Que dit-on quand on dit bonjour ? C'est de la politesse, une marque de respect. Le passant ou la passante veut me faire savoir qu'iel me respecte. Ne me connaissant pas, iel me manifeste ce respect élémentaire, impersonnel, que l'on doit à chaque être humain. Pourtant, iel ne ressent pas le besoin de le témoigner aux personnes valides qu'iel croise. Pourquoi affirmer ainsi son respect vis-à-vis d'un.e boiteuxe ? Serait-ce qu'il n'est pas garanti, pas assuré, envers une certaine catégorie de la population ?

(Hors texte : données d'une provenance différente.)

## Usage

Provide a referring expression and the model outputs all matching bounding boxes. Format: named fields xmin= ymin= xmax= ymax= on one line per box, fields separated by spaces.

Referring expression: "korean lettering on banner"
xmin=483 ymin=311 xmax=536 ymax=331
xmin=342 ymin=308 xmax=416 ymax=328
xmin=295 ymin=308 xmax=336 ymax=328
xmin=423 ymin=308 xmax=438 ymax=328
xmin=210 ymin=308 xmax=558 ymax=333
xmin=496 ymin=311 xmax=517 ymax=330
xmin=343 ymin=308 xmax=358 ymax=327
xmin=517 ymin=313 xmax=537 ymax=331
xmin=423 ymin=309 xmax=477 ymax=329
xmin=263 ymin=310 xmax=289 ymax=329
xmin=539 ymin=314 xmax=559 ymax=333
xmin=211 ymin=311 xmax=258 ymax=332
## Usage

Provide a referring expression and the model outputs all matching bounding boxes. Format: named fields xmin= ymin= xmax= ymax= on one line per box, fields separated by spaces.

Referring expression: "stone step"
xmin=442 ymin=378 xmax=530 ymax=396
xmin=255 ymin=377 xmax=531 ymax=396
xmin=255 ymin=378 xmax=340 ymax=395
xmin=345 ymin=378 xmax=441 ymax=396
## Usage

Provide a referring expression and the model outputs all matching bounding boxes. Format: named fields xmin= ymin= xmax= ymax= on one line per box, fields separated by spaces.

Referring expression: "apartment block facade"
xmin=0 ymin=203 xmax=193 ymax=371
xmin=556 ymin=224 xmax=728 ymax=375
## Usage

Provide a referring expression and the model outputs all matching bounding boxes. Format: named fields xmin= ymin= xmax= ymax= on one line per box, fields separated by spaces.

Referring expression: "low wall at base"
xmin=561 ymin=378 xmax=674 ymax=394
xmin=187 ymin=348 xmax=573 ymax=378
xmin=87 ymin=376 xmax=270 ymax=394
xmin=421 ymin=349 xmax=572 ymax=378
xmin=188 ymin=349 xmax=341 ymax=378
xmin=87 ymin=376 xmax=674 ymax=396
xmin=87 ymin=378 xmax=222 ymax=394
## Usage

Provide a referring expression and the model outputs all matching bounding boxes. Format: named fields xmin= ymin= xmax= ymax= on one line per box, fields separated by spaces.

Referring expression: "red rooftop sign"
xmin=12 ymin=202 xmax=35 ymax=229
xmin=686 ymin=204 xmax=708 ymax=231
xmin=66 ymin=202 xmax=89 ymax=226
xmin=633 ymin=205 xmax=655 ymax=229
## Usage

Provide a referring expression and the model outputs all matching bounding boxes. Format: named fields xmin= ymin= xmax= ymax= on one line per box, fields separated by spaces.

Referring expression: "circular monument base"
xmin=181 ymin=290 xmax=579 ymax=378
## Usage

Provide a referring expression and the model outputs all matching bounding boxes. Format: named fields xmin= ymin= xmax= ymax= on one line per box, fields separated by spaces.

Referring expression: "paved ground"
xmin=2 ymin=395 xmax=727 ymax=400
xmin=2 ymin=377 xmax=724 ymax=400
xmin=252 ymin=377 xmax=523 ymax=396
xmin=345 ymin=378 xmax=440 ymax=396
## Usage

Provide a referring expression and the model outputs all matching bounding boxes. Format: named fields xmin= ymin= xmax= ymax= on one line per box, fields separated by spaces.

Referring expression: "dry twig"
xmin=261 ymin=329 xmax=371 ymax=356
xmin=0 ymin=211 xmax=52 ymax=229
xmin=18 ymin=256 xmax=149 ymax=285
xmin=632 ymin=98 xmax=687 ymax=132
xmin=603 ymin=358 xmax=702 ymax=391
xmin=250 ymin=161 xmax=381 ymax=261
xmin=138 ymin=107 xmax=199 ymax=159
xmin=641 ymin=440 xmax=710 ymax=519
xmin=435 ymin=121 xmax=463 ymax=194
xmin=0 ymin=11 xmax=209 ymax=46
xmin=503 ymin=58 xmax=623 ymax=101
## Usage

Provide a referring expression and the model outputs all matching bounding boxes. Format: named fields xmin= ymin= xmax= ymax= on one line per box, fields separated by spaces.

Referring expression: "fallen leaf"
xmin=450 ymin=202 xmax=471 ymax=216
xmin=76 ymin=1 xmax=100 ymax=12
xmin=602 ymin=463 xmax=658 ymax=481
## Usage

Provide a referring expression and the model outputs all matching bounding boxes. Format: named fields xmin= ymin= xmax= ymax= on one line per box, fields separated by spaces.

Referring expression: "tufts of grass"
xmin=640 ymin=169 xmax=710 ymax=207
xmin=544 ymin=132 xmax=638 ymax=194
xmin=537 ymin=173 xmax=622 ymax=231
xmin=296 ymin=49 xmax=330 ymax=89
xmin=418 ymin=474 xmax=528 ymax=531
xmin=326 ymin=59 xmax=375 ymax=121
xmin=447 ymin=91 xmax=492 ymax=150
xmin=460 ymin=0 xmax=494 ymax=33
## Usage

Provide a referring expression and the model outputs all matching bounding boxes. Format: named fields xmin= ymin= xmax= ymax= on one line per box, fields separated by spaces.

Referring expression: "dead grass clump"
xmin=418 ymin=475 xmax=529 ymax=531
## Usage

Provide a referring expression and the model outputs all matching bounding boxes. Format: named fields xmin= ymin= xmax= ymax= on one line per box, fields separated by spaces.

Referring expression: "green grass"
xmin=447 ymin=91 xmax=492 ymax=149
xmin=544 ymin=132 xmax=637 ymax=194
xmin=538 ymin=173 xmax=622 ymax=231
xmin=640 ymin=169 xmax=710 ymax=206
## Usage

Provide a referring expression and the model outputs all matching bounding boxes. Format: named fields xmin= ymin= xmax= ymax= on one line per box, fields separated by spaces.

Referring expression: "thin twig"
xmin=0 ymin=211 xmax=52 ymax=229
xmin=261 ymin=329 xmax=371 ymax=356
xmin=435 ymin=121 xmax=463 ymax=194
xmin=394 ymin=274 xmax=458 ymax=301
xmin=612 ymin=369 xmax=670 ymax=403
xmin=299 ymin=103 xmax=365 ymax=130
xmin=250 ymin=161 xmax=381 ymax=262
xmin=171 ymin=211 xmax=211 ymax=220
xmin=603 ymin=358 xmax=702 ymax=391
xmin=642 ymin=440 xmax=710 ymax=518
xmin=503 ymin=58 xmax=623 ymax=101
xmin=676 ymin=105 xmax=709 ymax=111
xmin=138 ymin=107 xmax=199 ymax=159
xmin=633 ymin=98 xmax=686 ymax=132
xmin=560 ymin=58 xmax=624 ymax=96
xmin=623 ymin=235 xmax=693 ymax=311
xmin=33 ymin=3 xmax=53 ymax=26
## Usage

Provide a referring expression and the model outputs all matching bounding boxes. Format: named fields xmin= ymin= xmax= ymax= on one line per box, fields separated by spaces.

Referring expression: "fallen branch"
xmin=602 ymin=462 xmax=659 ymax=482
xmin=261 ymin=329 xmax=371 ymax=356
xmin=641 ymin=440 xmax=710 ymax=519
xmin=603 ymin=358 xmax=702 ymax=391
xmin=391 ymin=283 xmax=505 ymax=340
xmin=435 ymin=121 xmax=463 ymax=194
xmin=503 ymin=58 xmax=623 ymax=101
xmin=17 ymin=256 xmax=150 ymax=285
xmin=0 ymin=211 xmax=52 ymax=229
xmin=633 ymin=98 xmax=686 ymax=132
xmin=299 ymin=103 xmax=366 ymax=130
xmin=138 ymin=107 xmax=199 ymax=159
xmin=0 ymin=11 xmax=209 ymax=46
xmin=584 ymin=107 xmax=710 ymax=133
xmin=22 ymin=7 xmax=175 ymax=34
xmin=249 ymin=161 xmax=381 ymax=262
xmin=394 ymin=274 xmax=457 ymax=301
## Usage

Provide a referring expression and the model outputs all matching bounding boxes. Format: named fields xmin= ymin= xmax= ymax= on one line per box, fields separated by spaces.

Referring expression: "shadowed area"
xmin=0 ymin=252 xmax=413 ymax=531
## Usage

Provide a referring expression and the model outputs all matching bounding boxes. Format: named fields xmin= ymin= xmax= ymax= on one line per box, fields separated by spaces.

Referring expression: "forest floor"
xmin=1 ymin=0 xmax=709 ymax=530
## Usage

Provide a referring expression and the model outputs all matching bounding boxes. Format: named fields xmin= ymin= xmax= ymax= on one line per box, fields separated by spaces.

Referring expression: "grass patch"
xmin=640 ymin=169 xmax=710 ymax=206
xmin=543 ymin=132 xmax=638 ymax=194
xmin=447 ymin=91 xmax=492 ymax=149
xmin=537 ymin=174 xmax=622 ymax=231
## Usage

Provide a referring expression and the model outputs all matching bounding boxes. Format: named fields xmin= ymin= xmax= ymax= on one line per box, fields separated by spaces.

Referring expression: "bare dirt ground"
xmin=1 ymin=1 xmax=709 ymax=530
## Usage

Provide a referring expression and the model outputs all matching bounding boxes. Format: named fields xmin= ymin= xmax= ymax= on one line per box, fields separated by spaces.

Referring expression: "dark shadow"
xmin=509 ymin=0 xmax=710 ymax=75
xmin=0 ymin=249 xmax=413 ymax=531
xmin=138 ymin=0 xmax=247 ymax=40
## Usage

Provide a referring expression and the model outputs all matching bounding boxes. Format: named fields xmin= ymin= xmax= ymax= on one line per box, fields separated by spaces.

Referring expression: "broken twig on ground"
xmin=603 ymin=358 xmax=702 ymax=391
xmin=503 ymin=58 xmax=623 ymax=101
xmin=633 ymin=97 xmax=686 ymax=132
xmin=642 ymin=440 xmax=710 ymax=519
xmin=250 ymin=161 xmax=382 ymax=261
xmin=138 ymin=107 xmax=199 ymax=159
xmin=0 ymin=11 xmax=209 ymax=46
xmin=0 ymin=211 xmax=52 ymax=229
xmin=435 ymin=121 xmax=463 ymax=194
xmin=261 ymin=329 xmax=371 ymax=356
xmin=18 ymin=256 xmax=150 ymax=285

Dire "Je te respecte" sous-entend que cela aurait pu ne pas être le cas, qu'il est nécessaire de le préciser. Aussi, en formulant une marque de respect, on se trouve dire en creux quasiment l'inverse. Et en me disant "bonjour", vous pouvez être sûr.e d'avoir contribué à me le gâcher, ce jour. Alors arrêtez. Regardez-vous faire. Regardez-vous assurer votre confort moral de personne vertueuse qui respecte les handicapé.e.s, avec ce traitement différencié, véhicule de tout le mépris que la société nous porte. Soyez vraiment respectueuxes, vraiment poli.e.s : ne me dites plus bonjour.